Tuesday, October 25, 2011

Are we just a "Treat Bag"?

Recently, on one of the several dog-group email chat lists, a post came up that someone considered that to dogs, most people are just "Treat Bags". This got me thinking quite a bit. Are we?

Bottom line, we are if we LET ourselves be. IF we insist that dogs only learn and do things that we ask if they see the treat in line, then yes, we are only treat bags. I have let my Pug be this way. I have not worked with him enough to show him that he CAN work and have fun with the treat not in sight. Who's fault is that? Mine. For me, he was the 'house dog' who just worked for fun. I did not have a goal in mind for him - no shows or anything. He is a wonderful family dog. Could he be a show dog and really compete in freestyle, obedience, treibball? Yes - If I showed him how!

But, with Pippin and Geneveive (and Toby), dogs who I have trained in earnest with a goal in mind, I did show them that there is something special past the treat bag ... ME! We have worked together building a sound foundation called our RELATIONSHIP. Do I have that relationship with Pug? Yes I do. But, I have not shown Pug that the relationship can exists past the treat bag. With the others, I have.

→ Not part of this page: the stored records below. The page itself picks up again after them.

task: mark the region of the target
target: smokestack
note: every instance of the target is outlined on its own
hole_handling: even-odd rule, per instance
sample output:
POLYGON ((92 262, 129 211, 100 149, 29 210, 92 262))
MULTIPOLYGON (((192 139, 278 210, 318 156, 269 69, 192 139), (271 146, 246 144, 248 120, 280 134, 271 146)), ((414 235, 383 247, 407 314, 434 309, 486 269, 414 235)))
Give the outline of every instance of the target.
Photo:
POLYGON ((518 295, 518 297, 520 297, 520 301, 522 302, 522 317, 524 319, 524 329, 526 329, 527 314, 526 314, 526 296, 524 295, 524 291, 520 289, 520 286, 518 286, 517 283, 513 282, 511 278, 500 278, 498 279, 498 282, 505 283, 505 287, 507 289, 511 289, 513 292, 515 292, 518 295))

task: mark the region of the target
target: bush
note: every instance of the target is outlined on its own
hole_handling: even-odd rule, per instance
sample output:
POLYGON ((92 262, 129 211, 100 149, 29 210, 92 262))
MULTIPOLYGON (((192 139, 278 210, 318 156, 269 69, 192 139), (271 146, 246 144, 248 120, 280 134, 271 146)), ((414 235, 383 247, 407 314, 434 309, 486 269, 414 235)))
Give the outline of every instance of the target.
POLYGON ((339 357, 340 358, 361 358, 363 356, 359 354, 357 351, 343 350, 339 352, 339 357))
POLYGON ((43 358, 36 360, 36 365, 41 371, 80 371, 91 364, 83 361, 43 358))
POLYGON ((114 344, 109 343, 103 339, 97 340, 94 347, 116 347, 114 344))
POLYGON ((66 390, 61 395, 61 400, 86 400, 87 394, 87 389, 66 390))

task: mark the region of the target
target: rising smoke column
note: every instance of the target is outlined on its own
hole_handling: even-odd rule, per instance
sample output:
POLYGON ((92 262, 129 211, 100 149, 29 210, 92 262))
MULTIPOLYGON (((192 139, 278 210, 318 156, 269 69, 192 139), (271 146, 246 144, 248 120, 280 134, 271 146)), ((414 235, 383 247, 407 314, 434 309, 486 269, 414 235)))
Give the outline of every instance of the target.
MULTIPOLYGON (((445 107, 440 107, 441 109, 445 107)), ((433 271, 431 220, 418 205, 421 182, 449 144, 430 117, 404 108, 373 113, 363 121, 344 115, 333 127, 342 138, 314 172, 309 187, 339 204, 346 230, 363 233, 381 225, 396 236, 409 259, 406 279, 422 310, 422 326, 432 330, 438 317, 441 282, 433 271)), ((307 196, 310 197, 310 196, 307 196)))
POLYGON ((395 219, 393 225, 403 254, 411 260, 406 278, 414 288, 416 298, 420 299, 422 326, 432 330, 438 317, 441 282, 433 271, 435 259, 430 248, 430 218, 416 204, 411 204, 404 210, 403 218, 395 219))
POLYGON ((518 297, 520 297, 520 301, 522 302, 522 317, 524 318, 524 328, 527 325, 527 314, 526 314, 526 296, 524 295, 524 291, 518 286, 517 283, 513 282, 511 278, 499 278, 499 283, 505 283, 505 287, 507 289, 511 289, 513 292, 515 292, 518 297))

In my classes, I have tried to always emphasised to my students that the basis of a great freestyle is the relationship between dog and handler, i.e. the two partners. While we may start teaching the moves to our dogs with treat lures, I try to take the treat away fairly quickly and move on to praise and partnership. We also do a lot of work at the beginning and during each class on partnership & attention with different exercises using play, praise and treat. There are some students who have a VERY HARD time letting go of that treat bag (like myself and Pug), claiming that their dog will only work for treats. And, in a sense they are right. At this point in time, Pug works great with the treats in sight. But, every dog can be re-taught or taught from the begining that the relationship is the praise. If we, the humans, let go of the treats, then the relationship has a great chance to build up.

How can we do this? I believe that each behavior is defined and confirmed. The 'confirmation' (or rewards) are a mix of treats, play and praise. The more we work, the less treat and more play and praise. By mixing the rewards, the relationship builds up from both parties. Pippin has also discovered that some of the moves (such as pushing the ball in Treibball) is in itself a great reward.

Today, for example, I am sick with a flu but needed to do something with him. So, I took out the ball and had him push it throughout the house. His main "work" was to line up properly (opposite of me) so he would push it in the right direction. I only clicked and rewarded on the line up - the push was its own reward. After about 10 min of pushing the ball around corners, hallways, in/out rooms, we played and he was totally happy. Was our relationship at all involved here - by all means. He listened, his reward was the push, play and praise. Very little cookie involved.

I would love to hear more discussion on this. What do you think?